Politics likes to force false choices: Clean environment or a healthy economy? National security or personal privacy? Safe communities or police reform?
That last one – the assumption that police reform and crime reduction are antithetical ideas – is baked into the national debate over the role and oversight of police. As is often the case, it’s being debated in Los Angeles, and the record that’s being made here may guide others.
Take the reappointment of Los Angeles Police Chief Michel Moore, which the Los Angeles Police Commission unanimously approved last week. Moore is a veteran LAPD officer who served five years as the department’s chief. The strange runup to his reappointment – he submitted his request the day after Christmas and the commission approved it in closed session just over a month later – focused the attention on Moore as a reformer rather than as a crime-fighter.
Under Los Angeles’ charter, amended in the 1990s after the beating of Rodney King and the ensuing riots, the police commission has sole authority to decide whether a chief deserves a second term. Moreover, the commission can make that decision on any grounds it chooses. The commission’s statement announcing its decision praised Moore for his ability “to institute cutting edge reforms.” It did not mention crime at all.
Mayor Karen Bass supported that move, and similarly highlighted internal improvements as the chief’s most important mission, writing that Moore’s main job will be “continuing and expanding police reform, including improving the response involving those experiencing a mental health crisis.”
This even shaped news coverage. The Los Angeles Times did not use the word “crime” until the 19th paragraph, and only after considering Moore’s record on police shootings, the response to COVID and the LAPD’s “culture of aggression.”
In interviews, Commission President William J. Briggs II acknowledged the importance of deterring and responding to crime, but stressed that over “the last several decades, the scope of responsibility (of the chief) has grown.”
Commissioner Steve Soboroff went further, suggesting that police departments and their chiefs can’t properly be held accountable for crime. “That’s like saying the president is responsible for the stock market,” he said. Crime, he added, is “just part of an overall ecosystem of issues.”
Fair enough, up to a point: Crime is largely influenced by changing demographics, the drug trade and external forces such as COVID. But public safety isn’t an aside for police; it’s the main event. And there is ample evidence that police can be scrutinized and still be effective against crime.
Through the late 1990s, the city of Los Angeles embarked on an LAPD reform effort that was based on investment, starkly in contrast to this decade’s calls for defunding police. The city spent money to improve its systems for tracking and disciplining police officers. It made it easier to file complaints against officers and equipped supervisors with better tools for identifying officers with poor conduct. The city expanded the LAPD, at last pulling it within sight of fielding 10,000 officers. Prodded by lawsuits and consent decrees, it also diversified those ranks, bringing on more Black, Latino, Asian and female officers.
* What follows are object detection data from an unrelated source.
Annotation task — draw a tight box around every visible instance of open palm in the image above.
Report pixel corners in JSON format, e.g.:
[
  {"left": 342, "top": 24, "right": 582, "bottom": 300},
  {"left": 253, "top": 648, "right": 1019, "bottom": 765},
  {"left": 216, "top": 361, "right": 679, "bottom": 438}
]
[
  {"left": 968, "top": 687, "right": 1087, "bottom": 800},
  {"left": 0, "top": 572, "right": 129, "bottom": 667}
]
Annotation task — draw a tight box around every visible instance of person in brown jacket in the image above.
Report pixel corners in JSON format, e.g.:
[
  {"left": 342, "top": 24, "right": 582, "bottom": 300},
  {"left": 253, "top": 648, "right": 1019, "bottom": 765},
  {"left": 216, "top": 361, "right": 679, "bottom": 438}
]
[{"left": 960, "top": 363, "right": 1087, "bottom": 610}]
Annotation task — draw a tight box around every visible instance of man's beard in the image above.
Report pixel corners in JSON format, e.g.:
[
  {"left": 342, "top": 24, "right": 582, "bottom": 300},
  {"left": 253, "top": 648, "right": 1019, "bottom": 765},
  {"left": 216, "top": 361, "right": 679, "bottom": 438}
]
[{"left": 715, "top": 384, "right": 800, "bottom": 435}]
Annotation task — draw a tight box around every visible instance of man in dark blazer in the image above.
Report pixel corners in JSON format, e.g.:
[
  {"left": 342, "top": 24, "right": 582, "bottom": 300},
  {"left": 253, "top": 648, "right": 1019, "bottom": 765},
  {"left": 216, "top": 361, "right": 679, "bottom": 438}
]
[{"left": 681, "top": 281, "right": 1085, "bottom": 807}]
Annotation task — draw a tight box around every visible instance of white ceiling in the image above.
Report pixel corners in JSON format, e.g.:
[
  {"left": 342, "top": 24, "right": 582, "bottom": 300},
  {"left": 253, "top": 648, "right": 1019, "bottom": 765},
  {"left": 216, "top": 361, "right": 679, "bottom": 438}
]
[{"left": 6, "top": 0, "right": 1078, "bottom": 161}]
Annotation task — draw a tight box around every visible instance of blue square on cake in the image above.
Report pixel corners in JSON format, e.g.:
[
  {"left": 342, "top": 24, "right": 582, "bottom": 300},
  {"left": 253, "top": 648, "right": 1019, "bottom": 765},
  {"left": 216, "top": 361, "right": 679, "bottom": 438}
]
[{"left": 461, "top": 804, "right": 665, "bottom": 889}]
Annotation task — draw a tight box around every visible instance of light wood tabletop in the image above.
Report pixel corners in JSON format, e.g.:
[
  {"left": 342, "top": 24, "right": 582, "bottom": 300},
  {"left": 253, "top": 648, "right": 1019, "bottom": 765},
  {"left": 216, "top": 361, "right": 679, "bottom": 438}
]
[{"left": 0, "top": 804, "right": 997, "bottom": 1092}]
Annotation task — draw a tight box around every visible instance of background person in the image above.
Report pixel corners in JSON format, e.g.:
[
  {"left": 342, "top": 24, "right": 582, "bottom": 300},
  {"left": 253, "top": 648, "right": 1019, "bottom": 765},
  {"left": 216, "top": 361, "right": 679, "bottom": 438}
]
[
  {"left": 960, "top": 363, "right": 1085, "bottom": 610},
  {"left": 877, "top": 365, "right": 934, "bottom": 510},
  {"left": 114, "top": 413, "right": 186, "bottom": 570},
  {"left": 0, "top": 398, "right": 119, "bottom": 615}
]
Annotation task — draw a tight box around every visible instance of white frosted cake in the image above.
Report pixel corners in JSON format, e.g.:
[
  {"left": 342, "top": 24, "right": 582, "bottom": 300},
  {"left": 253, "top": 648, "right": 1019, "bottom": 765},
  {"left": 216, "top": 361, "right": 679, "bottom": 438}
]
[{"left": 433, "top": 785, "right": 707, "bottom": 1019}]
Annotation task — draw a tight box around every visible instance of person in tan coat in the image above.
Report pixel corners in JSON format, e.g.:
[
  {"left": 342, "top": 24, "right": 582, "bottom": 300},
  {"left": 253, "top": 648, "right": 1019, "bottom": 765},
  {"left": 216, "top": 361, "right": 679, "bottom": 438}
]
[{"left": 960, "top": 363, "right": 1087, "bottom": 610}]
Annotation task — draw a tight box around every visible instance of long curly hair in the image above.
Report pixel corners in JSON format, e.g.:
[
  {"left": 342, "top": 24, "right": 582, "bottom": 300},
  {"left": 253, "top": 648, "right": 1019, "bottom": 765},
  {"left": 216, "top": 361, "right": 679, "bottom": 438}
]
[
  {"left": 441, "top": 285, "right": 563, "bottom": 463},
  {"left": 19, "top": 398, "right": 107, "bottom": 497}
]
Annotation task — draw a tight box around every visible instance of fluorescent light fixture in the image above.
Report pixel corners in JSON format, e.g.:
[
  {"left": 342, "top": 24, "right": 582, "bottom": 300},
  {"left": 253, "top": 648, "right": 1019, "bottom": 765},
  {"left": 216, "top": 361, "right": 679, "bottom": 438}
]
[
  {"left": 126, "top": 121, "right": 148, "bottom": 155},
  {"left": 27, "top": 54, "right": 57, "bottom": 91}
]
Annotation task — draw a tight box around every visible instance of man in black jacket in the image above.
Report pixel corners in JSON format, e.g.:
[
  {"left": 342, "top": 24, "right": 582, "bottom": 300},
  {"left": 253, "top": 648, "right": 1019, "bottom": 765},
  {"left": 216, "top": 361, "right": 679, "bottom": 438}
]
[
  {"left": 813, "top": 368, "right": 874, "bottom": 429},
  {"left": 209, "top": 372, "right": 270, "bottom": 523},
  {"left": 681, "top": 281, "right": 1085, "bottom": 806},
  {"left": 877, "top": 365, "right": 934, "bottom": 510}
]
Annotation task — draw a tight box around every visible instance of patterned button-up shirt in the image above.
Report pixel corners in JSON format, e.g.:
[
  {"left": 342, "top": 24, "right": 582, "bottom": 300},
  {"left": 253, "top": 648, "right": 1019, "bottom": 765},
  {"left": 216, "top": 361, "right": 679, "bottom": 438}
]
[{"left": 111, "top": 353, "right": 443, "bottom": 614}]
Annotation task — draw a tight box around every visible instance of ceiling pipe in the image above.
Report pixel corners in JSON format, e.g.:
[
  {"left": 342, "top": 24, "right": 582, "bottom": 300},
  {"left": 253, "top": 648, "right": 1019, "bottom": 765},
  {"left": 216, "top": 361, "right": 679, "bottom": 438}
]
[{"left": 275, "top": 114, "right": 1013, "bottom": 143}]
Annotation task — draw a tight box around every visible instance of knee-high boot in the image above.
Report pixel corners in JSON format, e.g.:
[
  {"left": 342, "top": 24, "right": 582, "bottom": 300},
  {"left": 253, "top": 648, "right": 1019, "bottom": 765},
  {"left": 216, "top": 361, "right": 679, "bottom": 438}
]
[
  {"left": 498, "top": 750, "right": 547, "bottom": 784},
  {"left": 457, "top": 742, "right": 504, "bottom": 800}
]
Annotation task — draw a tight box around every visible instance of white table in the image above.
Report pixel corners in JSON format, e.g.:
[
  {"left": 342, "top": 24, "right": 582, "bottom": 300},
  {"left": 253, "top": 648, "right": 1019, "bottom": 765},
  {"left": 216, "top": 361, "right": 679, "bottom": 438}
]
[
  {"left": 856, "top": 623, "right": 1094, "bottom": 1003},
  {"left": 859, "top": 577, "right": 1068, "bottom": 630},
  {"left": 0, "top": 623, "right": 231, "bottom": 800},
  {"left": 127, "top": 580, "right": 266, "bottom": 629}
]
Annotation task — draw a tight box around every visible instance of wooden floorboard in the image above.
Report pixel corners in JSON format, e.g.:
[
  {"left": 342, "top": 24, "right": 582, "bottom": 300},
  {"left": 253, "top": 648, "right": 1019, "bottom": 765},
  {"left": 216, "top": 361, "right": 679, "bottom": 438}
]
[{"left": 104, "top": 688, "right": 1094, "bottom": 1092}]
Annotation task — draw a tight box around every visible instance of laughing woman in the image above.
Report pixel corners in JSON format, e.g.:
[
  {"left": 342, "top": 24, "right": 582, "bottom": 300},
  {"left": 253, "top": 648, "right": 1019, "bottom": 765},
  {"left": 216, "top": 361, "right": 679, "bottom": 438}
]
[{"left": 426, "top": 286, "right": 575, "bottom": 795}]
Crime mattered, too, and those investments yielded powerful results not just in police accountability but in safer communities. In the early 1990s, more than a thousand people were murdered each year in Los Angeles. By 2013, that number had dropped to 251.
The combination of stronger oversight and public investment obviously did not solve all of Los Angeles’ public safety problems. After all, 251 murders are still shocking, and murder represents just a sliver of overall crime. And though the department diversified and humanized in those years, incidents of police misconduct were by no means eliminated.
But there was progress on both fronts – accountability and crime.
Since Moore was appointed in 2017, that progress has slowed. After a decade of holding homicides below 300 per year, that number increased under Moore. In 2021, 397 people were murdered in Los Angeles, far below the totals of the early 1990s, but up markedly (It is also true that last year’s figures for murder and violent crime tapered off from 2021; there were, for instance, 382 homicides in 2022).
The reform mission remains a work in progress, too. A series of in-custody deaths in recent weeks have again raised questions about officers’ conduct, and Moore has faced criticism for not doing more to promote women, among other things. Some of his critics mounted a campaign to reject his request for a second term, banding together under the banner “No More Moore.”
Still, the commission and Bass accepted the argument that Moore can be an effective leader for a reform-oriented department. That conclusion appears to have overcome whatever misgivings they may harbor based on the LAPD’s backsliding on crime. To her credit, Bass listed crime reduction second only to reform in her list outlining goals for Moore’s second term.
Which returns to the initial point: Must the city leadership accept a rise in crime as the price for more progressive policing innovations? The answer is emphatically no. The LAPD’s gains in the 1990s and 2000s demonstrate that reform and crime-fighting reinforce one another. The more recent stumbles raise questions not about the tradeoff but of the effectiveness of those managing the department.
As Bass settles in and appoints commissioners of her own, they will have the job of insisting that Moore and his eventual successor demonstrate not just that they can reform the department but that they can protect the public as well. The LAPD’s job – as is for all California police departments – is to “protect and serve,” not just one or the other.